The railroad they have made

Jun 29, 2023 11:14AM ● By Tricia Hoadley
Photos by Jim Coarse
Text by Richard L. Gaw


The entirety of the Northern Delaware Model Railroad Club’s studio space – about 450 square feet -- is wedged into the side of a building in the Stone Mill Office Park on Yorklyn Road, and shares the real estate of the complex with other tenants like chiropractors and doctors and accountants.

From its inconspicuous entrance, it is difficult to imagine what lay ahead for the first-time visitor, but once inside its catacombs, the scale model complexity of a new world opens up, and suddenly and without warning, a visitor is swept up in the memory of childhood, to a time when a model railroad represented the endlessness of one’s young imagination.



Begun in 1994 by a group of model railroad enthusiasts, the Northern Delaware Model Railroad Club has grown both in members and in the invented universe they have created and continue to expand.

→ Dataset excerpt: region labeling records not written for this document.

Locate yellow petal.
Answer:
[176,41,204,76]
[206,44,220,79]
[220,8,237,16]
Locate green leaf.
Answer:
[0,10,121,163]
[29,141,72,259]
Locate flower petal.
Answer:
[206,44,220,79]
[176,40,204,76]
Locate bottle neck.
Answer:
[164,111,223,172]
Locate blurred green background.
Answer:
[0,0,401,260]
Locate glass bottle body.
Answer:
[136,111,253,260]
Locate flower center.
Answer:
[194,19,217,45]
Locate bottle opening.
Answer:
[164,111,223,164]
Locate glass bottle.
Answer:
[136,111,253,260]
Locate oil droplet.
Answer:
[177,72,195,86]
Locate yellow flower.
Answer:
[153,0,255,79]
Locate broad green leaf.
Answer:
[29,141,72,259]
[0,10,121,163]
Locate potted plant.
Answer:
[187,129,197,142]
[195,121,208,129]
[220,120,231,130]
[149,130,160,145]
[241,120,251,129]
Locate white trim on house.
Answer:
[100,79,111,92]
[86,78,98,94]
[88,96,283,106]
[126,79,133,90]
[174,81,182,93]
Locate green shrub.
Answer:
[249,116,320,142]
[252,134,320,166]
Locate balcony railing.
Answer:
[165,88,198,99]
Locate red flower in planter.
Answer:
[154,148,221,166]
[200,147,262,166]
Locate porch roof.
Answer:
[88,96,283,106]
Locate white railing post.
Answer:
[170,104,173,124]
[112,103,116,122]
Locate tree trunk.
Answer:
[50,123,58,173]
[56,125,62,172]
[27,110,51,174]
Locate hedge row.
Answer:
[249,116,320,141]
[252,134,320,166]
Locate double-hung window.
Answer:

Housed in two adjacent rooms and generously dotted with small towns, glorious scenery and hundreds of HO-scale trains gliding around tracks, the model of the Northern Delaware Railroad Company is a masterpiece of ingenuity that brings local commerce and history along for the ride.

Starting at the Port of Wilmington and designed as a coal carrier, the 35-foot by 13-foot railroad connects the Wilmington passenger terminal, then heads to Newark, Rising Sun, Md. and beyond to an industrial quarry at Conowingo, Md. With multiple locomotives pulling hundreds of cars, the line then climbs a long grade to East Hagerstown, Md., then through the steep mountains over the Potomac Bridge to Winchester, Va., before reaching the end of the line at the Strasburg Yard in Strasburg, Va.



The distance of the Northern Delaware Railroad may only measure 400 feet, but through the continuing creativity of the model railroad club that bears its name, the end of this railroad may never be built.